Terras Indígenas

Estudo mostra que brigadas responsáveis por protegerem TIs de incêndios florestais são insuficientes

Apesar do risco de fogo elevado na região, poucos territórios foram contemplados pelo Programa Brigadas Federais do Ibama em 2021, afirma estudo

Portal A Crítica
05/08/2021 às 19:20.
Atualizado em 09/03/2022 às 00:29

Em análise feita pelo Coordenação das Organizações Indígenas da Amazônia Brasileira (COIAB), em parceria com o Instituto de Pesquisa Ambiental da Amazônia (IPAM), ficou comprovado que apenas três das Terras Indígenas (TIs) da Amazônia Legal com mais queimadas em 2020, têm brigadas indígenas contratadas para a temporada de fogo de 2021.

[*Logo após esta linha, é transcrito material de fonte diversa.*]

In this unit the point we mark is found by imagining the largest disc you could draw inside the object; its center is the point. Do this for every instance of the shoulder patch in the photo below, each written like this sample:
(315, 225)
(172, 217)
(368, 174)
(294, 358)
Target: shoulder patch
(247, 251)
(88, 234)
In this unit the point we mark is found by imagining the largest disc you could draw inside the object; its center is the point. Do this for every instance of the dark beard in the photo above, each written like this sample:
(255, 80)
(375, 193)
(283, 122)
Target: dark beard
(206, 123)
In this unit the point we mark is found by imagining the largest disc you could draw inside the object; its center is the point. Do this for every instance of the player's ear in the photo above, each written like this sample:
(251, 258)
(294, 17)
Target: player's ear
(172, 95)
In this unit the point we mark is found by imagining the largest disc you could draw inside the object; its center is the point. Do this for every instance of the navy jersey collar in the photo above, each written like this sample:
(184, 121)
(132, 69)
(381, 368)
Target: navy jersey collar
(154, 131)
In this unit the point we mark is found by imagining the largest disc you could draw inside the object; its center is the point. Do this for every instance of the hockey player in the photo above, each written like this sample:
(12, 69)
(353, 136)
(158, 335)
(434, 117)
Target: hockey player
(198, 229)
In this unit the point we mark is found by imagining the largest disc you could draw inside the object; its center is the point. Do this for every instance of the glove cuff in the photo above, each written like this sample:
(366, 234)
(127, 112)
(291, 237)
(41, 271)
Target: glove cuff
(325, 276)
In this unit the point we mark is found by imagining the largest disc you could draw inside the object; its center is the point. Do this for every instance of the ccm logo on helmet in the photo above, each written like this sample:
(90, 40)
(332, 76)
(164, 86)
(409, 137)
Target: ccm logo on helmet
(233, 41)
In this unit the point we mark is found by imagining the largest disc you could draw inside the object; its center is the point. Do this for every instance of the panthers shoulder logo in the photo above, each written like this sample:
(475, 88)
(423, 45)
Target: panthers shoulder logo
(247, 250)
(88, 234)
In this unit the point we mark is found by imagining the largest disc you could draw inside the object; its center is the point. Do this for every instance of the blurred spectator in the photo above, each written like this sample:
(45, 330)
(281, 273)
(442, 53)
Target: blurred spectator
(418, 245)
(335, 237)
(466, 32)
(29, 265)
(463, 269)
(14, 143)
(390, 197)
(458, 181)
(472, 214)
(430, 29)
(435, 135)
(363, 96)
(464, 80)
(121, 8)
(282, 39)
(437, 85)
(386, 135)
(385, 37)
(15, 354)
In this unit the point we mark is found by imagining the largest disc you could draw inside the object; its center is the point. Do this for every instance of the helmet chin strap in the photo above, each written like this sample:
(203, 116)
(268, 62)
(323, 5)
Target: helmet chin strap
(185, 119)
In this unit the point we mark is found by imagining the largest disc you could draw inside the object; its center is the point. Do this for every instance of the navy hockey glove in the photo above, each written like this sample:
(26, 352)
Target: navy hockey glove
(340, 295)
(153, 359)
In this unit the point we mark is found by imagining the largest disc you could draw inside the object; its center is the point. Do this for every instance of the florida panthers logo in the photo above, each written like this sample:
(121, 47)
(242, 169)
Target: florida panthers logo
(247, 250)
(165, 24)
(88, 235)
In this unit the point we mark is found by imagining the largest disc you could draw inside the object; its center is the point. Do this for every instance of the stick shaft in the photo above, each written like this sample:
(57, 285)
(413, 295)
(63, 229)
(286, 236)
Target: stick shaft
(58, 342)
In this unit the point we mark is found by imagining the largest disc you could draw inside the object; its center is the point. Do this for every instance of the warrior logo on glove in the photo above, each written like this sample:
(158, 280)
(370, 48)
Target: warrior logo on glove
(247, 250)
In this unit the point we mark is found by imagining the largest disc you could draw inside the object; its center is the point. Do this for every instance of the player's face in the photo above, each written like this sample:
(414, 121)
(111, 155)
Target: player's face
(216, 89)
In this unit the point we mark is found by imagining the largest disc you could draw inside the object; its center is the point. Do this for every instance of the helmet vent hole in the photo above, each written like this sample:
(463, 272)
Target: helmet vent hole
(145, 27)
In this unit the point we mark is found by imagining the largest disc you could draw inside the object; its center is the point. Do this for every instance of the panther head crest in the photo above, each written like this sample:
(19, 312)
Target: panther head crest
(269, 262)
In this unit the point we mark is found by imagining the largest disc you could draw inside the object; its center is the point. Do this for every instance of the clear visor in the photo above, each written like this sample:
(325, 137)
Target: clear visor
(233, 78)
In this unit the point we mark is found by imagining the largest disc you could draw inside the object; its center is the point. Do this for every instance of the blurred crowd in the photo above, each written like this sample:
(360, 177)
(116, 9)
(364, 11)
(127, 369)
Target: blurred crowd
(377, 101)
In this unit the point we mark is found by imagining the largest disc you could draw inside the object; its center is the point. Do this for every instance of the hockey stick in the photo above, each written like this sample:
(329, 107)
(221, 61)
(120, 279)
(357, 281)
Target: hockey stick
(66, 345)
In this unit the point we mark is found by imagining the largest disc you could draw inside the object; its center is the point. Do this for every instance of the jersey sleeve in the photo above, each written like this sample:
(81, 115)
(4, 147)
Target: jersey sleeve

Os dados mostram que em média, cada brigadista indígena contratado acaba sendo responsável por uma área de pelo menos 224 km² - o que é equivalente a 1.245 campos de futebol.

"Os resultados desta análise são alarmantes, dada a dimensão dos impactos que os incêndios causam ao meio ambiente e aos povos indígenas. O território é o meio mais importante de sua manifestação física e cultural e os povos indígenas isolados dependem integralmente dele. Políticas de proteção aos povos e às Terras Indígenas são constitucionais e devem ser garantidas", afirma consultora técnica da COIAB e uma das autoras da análise, Ananda Santa Rosa de Andrade.

Segundo a pesquisa, a falta de apoio é inversamente proporcional à necessidade de proteção desses territórios, que ficam vulneráveis aos incêndios florestais na época da seca. As TIs que apresentam mais risco, em grande parte, têm registro de povos indígenas isolados e apresentaram taxas altas de desmatamento, conforme último balanço do PRODES. 

DEFICIÊNCIAS

Segundo dados do Instituto Nacional de Pesquisas Espaciais (INPE), nos últimos dois anos, as taxas de fogo na Amazônia brasileira aumentaram.

“Existe um ciclo vicioso de atividades ilegais que atinge as terras indígenas, como invasão, desmatamento e mineração. Isso tudo, mais o clima, aumenta muito o risco de fogo nessas áreas, atingindo diretamente os povos indígenas. Ainda assim, por enquanto, somente 654 brigadistas indígenas foram contratados em 2021. A baixa resposta do governo federal para enfrentar a situação crítica vivida por esses povos coloca em risco sua sobrevivência”, afirma a pesquisadora do IPAM e uma das autoras da pesquisa, Martha Fellows.

Por meio do Programa Brigadas Federais, o Ibama contrata e forma brigadistas para atuar no Cerrado, Caatinga, Pantanal e Amazônia Brasileira. Apesar de o programa apresentar um caráter inovador por contemplar os povos indígenas na formação e contratação como brigadistas, a política ainda tem severas deficiências, afirma Ananda Santa Rosa de Andrade. 

“Para haver ações responsivas, atividades preventivas são fatores primordiais, seguidas de atividades de combate aos incêndios por equipes especializadas, que são as brigadas florestais”, diz Andrade.